This was a matter of some concern to the town council, of which Jack Preece was a member (his father, Jimmy Preece, was the Mayor), and negotiations were in hand with Offa's Dyke Radio and the Marches Development Board to get the gate replaced.
Why?
Same reason as old Percy Weale had given, back in the sixteenth century, for the institution of the curfew: to safeguard the moral welfare of the town.
What other reason could there be?
Minnie Seagrove, sixty three, a widow, had no doubts at all where the night began.
It began in that thing they called the Tump.
She could see it from the big front window of her bungalow on the Ludlow road. Nobody else could see it better.
Not that she wanted to. Ugly great lumps like this were ten a penny in the North and the Midlands where Mrs. Seagrove had lived. Only, in those areas, they were known as industrial spoil-heaps and were gradually removed in landscaping and reclamation schemes.
However, this thing, this Tump, wouldn't be going anywhere. It was protected. It was an Ancient Monument – supposed to have been a prehistoric burial mound originally, and then, in the Middle Ages, there might have been a castle on top, although there were no stones there any more.

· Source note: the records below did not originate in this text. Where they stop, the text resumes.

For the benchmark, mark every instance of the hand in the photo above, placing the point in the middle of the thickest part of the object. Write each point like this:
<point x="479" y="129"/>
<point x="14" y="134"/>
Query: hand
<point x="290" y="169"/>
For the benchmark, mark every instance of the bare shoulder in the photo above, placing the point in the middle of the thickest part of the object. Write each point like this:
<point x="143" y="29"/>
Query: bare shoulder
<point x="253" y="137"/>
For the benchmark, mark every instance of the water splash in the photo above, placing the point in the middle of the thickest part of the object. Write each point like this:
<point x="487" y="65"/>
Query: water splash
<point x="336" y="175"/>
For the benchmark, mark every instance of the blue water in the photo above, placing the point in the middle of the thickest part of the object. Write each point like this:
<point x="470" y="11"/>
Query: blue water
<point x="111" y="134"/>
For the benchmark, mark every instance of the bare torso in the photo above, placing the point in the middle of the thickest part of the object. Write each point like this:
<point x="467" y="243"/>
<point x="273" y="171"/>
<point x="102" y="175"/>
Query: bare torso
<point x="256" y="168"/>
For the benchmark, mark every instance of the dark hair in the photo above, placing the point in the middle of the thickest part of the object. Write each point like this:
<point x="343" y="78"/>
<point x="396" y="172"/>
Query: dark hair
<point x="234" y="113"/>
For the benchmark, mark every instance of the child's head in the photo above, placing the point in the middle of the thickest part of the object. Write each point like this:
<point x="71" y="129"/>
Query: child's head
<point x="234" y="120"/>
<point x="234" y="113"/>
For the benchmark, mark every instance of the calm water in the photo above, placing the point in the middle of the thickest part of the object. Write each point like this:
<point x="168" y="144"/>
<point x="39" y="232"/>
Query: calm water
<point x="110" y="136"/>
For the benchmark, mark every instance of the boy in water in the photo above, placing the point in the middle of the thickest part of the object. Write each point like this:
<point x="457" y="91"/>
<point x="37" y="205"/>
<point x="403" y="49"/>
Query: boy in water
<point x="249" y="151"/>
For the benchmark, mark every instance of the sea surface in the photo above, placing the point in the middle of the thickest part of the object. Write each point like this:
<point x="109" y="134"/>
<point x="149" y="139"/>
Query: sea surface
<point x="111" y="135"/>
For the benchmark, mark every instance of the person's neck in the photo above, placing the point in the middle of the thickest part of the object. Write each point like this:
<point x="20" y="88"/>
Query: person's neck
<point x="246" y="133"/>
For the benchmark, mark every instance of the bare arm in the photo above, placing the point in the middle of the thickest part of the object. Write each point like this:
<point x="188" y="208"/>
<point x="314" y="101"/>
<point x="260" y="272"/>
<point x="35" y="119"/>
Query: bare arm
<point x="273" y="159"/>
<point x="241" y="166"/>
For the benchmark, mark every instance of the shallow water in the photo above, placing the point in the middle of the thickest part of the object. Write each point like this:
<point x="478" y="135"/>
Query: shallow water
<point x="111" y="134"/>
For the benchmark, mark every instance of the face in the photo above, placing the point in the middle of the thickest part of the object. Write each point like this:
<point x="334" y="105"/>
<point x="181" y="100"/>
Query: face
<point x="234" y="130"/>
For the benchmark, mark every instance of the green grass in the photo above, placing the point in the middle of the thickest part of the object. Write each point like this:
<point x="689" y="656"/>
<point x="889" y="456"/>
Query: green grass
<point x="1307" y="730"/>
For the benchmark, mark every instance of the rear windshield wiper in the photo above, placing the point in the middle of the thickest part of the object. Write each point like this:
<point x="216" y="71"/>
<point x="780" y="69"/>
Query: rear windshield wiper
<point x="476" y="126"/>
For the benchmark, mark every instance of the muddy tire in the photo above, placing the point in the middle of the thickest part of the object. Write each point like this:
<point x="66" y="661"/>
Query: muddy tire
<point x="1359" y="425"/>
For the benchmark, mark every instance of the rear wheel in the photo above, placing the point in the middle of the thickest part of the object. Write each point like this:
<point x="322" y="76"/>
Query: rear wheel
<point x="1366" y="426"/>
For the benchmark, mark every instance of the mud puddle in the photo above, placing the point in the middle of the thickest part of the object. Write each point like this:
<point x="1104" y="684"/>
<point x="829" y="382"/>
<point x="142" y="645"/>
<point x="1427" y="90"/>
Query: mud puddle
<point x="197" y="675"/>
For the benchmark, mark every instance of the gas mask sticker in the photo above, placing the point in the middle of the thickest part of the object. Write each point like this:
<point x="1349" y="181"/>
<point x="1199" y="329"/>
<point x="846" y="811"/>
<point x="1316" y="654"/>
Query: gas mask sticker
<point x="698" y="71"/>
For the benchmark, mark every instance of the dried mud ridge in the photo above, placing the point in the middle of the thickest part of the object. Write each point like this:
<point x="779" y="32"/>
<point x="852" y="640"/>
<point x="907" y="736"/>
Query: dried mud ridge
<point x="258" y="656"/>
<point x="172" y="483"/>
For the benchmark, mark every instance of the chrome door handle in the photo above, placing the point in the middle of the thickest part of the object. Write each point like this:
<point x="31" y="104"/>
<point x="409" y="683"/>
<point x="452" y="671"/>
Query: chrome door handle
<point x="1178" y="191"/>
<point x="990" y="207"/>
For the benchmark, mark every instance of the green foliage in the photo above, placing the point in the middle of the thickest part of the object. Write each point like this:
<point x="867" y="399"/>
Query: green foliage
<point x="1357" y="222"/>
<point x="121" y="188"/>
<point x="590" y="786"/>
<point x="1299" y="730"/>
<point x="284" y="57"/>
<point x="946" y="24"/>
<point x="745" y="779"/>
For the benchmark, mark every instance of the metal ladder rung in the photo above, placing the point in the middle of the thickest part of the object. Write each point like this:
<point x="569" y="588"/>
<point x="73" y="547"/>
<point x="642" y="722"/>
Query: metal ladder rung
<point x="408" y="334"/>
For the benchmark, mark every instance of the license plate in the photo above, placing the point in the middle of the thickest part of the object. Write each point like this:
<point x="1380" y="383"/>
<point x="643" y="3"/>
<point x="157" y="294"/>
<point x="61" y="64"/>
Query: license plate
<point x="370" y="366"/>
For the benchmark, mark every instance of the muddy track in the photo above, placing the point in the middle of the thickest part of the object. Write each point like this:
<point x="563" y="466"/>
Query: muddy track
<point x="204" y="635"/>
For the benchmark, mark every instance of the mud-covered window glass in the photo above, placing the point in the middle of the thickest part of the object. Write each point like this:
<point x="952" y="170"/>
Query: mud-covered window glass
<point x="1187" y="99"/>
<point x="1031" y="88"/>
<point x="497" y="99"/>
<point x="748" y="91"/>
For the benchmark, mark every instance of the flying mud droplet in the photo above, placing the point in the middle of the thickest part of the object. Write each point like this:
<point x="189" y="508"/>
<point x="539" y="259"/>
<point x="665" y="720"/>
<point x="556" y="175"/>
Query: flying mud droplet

Mrs. Seagrove didn't see the point in preserving just a big, unpleasant hump with a few trees on top. It was obviously not natural, and if it was left to her, the council would be hiring Gomer Parry with his bulldozers and his diggers to get rid of it.
Because that might also get rid of the black thing that ran down from the mound in the twilight and scared the life out of Minnie Seagrove.
All right, she'd say to herself, I know, I know… I could simply draw the curtains, switch on the telly and forget all about it. After all, I never noticed it – not once – when Frank was alive. But then, there didn't seem to be so many power cuts when Frank was alive.